Looking at formation within the Order today the picture is indeed a positive one. This is not to say that there are not problems. In the older provinces in Europe, the United States and Australia, the numbers of those joining the Order are small, but across the continents of Asia, Africa and South America we see an expansion that is bringing with it new life and many vocations. Following the General Chapter of 2007, the General Council set up a new international formation commission. The members are John Keating, Councillor General, Mario Alfarano, Secretary, Quinn Conners (PCM), Günter Benker (GerS), Desiderio García Martínez (Arag), Giampiero Molinari (Ita), Dionysius Kosasih (Indo), Romauldo Borges de Macedo (GerS-Par) and Vitalis Benza (Hib-Zimb).
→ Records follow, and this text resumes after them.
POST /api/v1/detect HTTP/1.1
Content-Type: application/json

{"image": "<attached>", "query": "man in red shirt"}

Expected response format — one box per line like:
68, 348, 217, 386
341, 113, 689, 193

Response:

The commission is the guiding force behind the vision and direction of the formation policy within the Order today. It has attempted to prioritize the issues relating to formation for the years ahead. These they have identified as Carmelite community lifestyle, vocational promotion, the training of formation personnel and intercultural formation within an international Order. Initially the commission examined the recommendations regarding formation that came from the General Chapter. The first task of the commission was to prepare a series of formation courses for the six-year term of this Council. A special meeting of the commission took place in 2008 to examine the course methodology to be used during these courses. With the help of the Prior General and Professor Donna Orsuto (Gregorian University, Rome) a mystagogical approach was adopted “as a means of deepening the transformative experience” of the participants. A course for students in initial formation then took place in the Holy Land, applying this theory, in July and August of 2009. There were just over 40 participants who spent one week on Mount Carmel and a second week in Jerusalem. Members of the formation commission gave presentations on key Carmelite topics and the guide for the visit to key locations was Fr. Alexander Vella, O.Carm. (Mel).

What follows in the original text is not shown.